Gartner Predicts 80% of AI Training Data Will Be Synthetic by 2028
Daily Brief

Gartner Predicts 80% of AI Training Data Will Be Synthetic by 2028

Gartner says 80% of AI training data will be synthetic by 2028, up from ~5% five years earlier. Reported Nov 10, 2025; driven by the AI “data wall” and sc…

daily-brief

Gartner projects a steep shift toward synthetic training corpora over the next three years as teams hit an “AI data wall” of scarce, ethically usable real-world data. For builders, the takeaway is operational: synthetic generation and validation are becoming core parts of the training-data stack, not a niche privacy workaround.

Gartner projects 80% synthetic AI training data by 2028

A Pure Storage analysis citing Gartner research says synthetic data will represent 80% of AI training data by 2028, up from roughly 5% five years earlier (reported Nov. 10, 2025). The driver is what Microsoft Research has described as the AI “data wall”: organizations can’t reliably source enough high-quality, ethically obtained real-world data to keep scaling model development.

The post argues synthetic data is increasingly positioned as a performance and cost lever, not just a compliance tactic. It references MIT’s Data to AI Lab, claiming models trained with synthetic datasets can improve accuracy by up to 3 percentage points versus real data alone (example: 60% vs 57%). It also points to adoption examples including J.P. Morgan using synthetic data in fraud detection, Waymo simulating 20 billion miles of driving scenarios daily, and healthcare teams training diagnostic systems on synthetic patient records to reduce HIPAA exposure.

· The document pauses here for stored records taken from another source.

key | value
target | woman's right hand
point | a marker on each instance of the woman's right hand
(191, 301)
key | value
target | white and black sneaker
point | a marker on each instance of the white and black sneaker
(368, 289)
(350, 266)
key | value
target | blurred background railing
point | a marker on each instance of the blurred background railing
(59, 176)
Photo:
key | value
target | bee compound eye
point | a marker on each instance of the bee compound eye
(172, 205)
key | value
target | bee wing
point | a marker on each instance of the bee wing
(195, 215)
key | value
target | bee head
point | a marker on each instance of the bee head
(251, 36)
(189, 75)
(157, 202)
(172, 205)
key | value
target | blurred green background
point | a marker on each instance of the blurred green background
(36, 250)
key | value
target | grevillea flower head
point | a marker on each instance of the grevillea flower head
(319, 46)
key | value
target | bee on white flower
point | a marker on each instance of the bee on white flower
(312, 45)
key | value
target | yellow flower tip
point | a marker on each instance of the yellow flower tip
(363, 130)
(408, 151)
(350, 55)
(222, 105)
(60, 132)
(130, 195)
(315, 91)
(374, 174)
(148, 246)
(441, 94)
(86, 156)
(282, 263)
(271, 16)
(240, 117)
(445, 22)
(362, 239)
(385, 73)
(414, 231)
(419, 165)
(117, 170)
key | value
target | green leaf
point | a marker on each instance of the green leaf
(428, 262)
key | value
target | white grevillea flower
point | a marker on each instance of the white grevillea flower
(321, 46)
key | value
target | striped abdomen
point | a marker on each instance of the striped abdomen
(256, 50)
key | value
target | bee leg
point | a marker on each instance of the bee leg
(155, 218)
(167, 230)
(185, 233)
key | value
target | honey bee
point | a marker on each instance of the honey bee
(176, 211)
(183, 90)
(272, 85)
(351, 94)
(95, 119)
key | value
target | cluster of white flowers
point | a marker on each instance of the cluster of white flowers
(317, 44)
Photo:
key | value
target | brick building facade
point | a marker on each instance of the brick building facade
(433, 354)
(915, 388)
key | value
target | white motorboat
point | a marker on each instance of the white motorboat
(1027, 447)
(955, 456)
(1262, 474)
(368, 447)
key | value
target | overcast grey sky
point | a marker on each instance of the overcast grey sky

  • Data engineering becomes the bottleneck: If synthetic data becomes the dominant training input, teams need high-throughput generation pipelines, dataset versioning, and quality gates that behave more like “data manufacturing” than traditional ETL.
  • Validation moves to the center: More synthetic data increases the need for measurable utility checks (task performance), bias monitoring, and leakage/memorization testing—especially when synthetic records are derived from sensitive sources.
  • Privacy posture can improve—if controls are real: Synthetic data can reduce direct handling of regulated data, but only when generation methods, access controls, and auditability are strong enough to satisfy internal risk teams and external regulators.
  • Competitive differentiation shifts: If competitors can generate targeted synthetic edge cases faster (rare fraud patterns, long-tail driving scenes, underrepresented patient cohorts), model quality and iteration speed may increasingly track synthetic capability, not raw data access.